Week of August 11-17
Roberta Bailey, OSB, Benedictine Sisters of Florida

This week in the U.S. the LCWR (Leadership Conference of Women Religious) will be convening in Scottsdale, Arizona. Let us pray for the leaders of women’s communities – and not solely for them – but for all levels of leadership in communities of women religious. May they be women of faith, alive in hope. They and all of us must live in hope with the assurance that however things turn out it makes sense in God’s plan. Our daily stance must be the words of the psalmist: Stay awake and be ready.

Several years ago, Mother Teresa appeared on the Hour of Power television program. The host, Pastor Robert Schuller, reminded her that the show was being broadcast all over America and in 22 foreign countries, including her native Yugoslavia. He asked her if there was one message that she would like to convey to all those viewers. Her response was, "Yes, tell them to pray. And tell them to teach their children to pray."

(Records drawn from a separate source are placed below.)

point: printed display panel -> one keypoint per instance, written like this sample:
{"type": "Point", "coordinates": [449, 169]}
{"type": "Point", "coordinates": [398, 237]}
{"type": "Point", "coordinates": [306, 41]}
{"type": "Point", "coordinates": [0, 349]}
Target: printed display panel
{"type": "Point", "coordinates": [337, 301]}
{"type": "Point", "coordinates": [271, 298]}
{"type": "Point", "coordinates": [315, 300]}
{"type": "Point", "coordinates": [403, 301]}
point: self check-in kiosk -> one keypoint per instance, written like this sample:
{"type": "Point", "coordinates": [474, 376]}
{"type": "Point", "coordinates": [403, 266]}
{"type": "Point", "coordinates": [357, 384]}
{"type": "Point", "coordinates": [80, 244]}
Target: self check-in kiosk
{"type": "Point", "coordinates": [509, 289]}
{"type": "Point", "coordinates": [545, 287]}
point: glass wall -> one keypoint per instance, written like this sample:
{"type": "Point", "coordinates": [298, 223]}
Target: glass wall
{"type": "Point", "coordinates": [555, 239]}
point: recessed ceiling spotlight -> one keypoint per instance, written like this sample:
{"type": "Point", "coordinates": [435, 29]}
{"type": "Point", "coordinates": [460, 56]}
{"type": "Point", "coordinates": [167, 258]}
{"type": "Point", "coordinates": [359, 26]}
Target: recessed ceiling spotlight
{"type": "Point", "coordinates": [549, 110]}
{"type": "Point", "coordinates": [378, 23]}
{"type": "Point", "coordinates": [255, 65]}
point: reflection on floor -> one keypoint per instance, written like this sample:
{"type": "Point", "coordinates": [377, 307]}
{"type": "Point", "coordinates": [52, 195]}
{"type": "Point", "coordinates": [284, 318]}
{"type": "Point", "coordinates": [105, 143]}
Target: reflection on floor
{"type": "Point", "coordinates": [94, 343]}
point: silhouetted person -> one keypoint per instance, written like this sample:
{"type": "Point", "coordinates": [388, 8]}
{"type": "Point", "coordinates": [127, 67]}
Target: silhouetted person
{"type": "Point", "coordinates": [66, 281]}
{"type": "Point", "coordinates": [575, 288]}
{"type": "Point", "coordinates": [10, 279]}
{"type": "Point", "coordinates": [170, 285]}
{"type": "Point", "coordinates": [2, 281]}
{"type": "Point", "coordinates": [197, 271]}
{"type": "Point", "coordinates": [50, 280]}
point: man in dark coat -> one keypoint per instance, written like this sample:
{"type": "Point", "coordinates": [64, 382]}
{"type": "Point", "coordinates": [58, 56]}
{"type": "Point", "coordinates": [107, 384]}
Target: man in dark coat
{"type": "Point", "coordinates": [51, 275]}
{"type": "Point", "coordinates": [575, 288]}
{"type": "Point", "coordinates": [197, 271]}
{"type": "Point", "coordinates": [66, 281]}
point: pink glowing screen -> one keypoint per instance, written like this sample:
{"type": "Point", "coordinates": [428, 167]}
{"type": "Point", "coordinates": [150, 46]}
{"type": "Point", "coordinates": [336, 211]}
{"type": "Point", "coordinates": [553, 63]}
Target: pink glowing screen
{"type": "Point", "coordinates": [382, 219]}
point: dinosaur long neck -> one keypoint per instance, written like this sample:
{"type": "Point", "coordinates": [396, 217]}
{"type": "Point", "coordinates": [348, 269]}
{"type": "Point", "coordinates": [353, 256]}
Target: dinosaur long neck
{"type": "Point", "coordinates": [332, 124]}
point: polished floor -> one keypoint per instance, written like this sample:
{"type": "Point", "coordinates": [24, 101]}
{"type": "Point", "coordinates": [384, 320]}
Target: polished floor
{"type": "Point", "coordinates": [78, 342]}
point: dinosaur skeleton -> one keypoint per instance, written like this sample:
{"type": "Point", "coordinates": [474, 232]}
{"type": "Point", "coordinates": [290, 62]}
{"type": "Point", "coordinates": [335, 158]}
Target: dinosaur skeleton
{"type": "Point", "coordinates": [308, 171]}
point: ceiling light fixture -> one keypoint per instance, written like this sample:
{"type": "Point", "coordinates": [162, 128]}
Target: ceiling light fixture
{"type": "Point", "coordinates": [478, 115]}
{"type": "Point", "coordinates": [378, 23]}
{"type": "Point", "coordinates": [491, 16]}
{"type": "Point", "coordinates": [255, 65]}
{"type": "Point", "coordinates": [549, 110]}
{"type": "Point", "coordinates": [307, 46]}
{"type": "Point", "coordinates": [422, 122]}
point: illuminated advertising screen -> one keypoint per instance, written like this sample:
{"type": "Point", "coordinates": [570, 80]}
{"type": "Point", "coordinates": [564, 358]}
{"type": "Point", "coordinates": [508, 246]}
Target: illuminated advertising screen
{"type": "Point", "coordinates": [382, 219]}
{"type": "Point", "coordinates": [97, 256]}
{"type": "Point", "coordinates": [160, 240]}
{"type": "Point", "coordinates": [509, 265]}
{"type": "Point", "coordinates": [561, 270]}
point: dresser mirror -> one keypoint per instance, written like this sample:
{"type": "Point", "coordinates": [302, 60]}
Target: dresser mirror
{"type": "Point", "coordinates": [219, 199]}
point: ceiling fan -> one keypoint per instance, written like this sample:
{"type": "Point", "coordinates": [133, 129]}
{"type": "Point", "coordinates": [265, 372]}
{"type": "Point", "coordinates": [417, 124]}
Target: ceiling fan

Sadly, we live in an age where there seems to be little hope in our world. Jesus keeps reminding us to trust God. He encourages us to let go of our resentments, our doubts and our fears. He urges us to remember that there is never a storm so tumultuous that He cannot bring us to safety. There is no night so dark that His light cannot penetrate it. Nothing is going to happen to us that, with His grace, we can’t handle. When hurricane winds howl, and tornado winds whip around us or flood waters are rising we have to remind ourselves that prayer is our most powerful and most reliable force.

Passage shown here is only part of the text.